Kimi K2.6 is open-weights, publicly available from Moonshot AI, a Chinese startup founded in 2023. MiMo V2-Pro is currently API-only; the tweet linked here is Xiaomi confirming that weights for their newer V2.5 Pro model are dropping soon.[1]https://x.com/XiaomiMiMo/status/2047840164777726076 The models from Anthropic, OpenAI, Google, and xAI placed third through seventh. GLM 5.1, from Chinese lab Zhipu AI, placed fourth. DeepSeek finished eighth. This isn’t a clean China-beats-West story; it’s two specific models that won.
What I saw
The move logs tell the story. Kimi won by sliding aggressively. Its approach was greedy: score each possible move by what new positive-value words it unlocks, execute the best one, repeat. When no move unlocked a positive word, it fell back to the first legal direction alphabetically. This caused some inefficient edge-oscillation, a 2-cycle pattern where the bot bounced the blank back and forth without progress. On smaller grids where seed words were still largely intact, that hurt. On the 30×30 grids, where the scramble had broken up nearly everything and reconstruction was the only path to points, the sheer slide volume eventually paid off. Kimi’s cumulative score of 77 was the highest in the tournament.

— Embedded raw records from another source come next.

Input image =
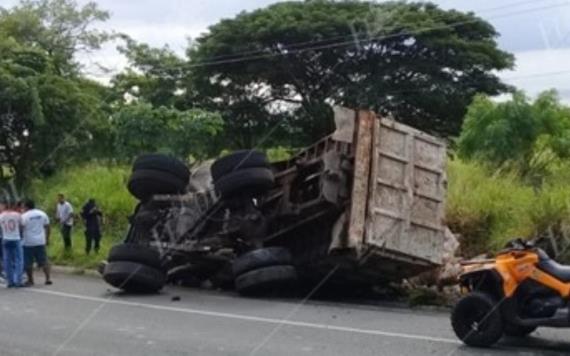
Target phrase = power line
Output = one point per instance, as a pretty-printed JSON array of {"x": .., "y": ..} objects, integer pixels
[
  {"x": 354, "y": 36},
  {"x": 370, "y": 39}
]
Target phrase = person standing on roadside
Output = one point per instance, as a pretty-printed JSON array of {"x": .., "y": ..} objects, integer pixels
[
  {"x": 10, "y": 224},
  {"x": 64, "y": 216},
  {"x": 35, "y": 232},
  {"x": 92, "y": 217}
]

MiMo’s sliding code exists in the repo, but its “best value greater than zero” threshold never triggered, so in practice it never slid once. It went straight to scanning the initial grid for words of seven letters or more and blasted all its claims in a single TCP packet. Brittle strategy: entirely dependent on the scramble leaving intact seed words. On grids where words survived, MiMo cleaned up fast. On grids where they didn’t, it scored nothing. Final tally: 43 cumulative points, second place.
Claude also didn’t slide. The move logs show it holding up well on 25×25 boards where scramble density was still manageable, then falling apart on 30×30 where actual tile movement was needed. Not sliding is a real limitation in a puzzle built around sliding.
GPT-5.5 was more conservative, roughly 120 slides per round with a cap to avoid thrashing, and showed the strongest numbers on 15×15 and 30×30 grids. Grok never slid either, yet scored reasonably on the larger boards. GLM was the most aggressive slider in the whole tournament, over 800,000 total slides, but stalled badly whenever it ran out of positive moves.
DeepSeek sent malformed data every round. Zero useful output. At least it didn’t make things worse by playing.
Muse made things worse by playing.
The scoring penalizes short words: three-letter words cost three points, four-letter words cost two, five-letter words cost one. The intent is to stop bots from carpet-bombing the board with “the” and “and” and “it.” Every serious competitor filtered their dictionary to words of seven letters or more. Muse claimed everything. Every word it could find, regardless of length, fired off as a claim. On a 30×30 grid with hundreds of short valid words visible at any moment, Muse found them all and claimed every one.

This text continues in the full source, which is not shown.